See [docs/FORMATS.md](docs/FORMATS.md) for the current JSON artifact contracts and examples.
See [docs/ROADMAP.md](docs/ROADMAP.md) for the broader project plan.
See [typescript/README.md](typescript/README.md) for the first TypeScript-side contract layer.
See [viewer/index.html](viewer/index.html) for the minimal browser-based trace viewer.
For the smoothest viewer workflow:
```bash
PYTHONPATH=src python -m synaptopus ./artifacts --demo parity_pressure
python -m http.server 8000
```
Then load `http://127.0.0.1:8000/artifacts/manifest.json` in the viewer's manifest URL field.

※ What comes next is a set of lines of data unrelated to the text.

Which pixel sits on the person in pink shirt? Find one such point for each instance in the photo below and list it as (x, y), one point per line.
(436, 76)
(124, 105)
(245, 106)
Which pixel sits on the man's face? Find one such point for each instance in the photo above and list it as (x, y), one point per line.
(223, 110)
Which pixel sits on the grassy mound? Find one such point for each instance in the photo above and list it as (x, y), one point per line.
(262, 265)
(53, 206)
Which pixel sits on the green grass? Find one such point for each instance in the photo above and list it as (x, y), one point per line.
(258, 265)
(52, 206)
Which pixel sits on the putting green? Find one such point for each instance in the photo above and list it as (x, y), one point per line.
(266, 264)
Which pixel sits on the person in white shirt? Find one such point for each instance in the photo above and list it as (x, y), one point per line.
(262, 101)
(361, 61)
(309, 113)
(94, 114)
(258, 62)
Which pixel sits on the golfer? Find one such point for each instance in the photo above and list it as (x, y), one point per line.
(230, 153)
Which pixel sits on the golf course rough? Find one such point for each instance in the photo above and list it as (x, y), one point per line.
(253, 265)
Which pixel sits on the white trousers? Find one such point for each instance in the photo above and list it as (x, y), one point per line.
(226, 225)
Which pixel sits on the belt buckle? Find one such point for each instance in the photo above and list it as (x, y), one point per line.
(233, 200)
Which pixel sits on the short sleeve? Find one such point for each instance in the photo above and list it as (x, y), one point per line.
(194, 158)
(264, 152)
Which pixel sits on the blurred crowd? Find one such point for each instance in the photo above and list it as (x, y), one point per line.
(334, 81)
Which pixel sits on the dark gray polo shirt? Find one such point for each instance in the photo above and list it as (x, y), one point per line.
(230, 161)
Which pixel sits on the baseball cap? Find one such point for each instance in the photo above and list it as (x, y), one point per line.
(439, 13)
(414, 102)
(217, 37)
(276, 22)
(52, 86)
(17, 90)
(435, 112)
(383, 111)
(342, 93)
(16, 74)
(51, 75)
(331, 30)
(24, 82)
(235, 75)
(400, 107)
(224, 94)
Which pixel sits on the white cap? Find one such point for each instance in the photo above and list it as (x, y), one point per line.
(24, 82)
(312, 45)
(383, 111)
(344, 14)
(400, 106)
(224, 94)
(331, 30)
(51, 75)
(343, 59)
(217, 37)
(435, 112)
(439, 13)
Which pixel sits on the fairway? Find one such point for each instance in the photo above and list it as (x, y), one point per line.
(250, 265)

If you want a checkpointable run artifact as well:
```bash
PYTHONPATH=src python -m synaptopus ./artifacts \
--demo parity_pressure \
--accepted-count 4 \
--snapshot-after-accepted 2
```
That writes `snapshot.json` alongside the graph, trace, report, and manifest artifacts. The snapshot captures the demo state plus mutable network internals so the run can be resumed later rather than replayed from scratch.
## Planned Scope
- reusable architecture interfaces
- generic network implementations
- mixed-family example systems
- domain adapters and example tasks
- execution tracing and information-theoretic analysis
- visual tooling for inspecting interacting systems
- a future JavaScript and web-based driver
## Repository Layout
```text
src/synaptopus/ package code
docs/ project notes, provenance, and architecture documents
```
## Status
This repository is now past the pure-scaffold stage. It contains the first generic runtime, reporting, serialization, graph, backpropagation, ART1, and Hopfield layers, plus internal mixed-family demos built on the generic orchestration model. The exporter can emit artifacts for more than one internal demo and can now save checkpointable snapshot artifacts for later resume, while the thesis-derived Python implementation remains the historical reference for the first complete hybrid system.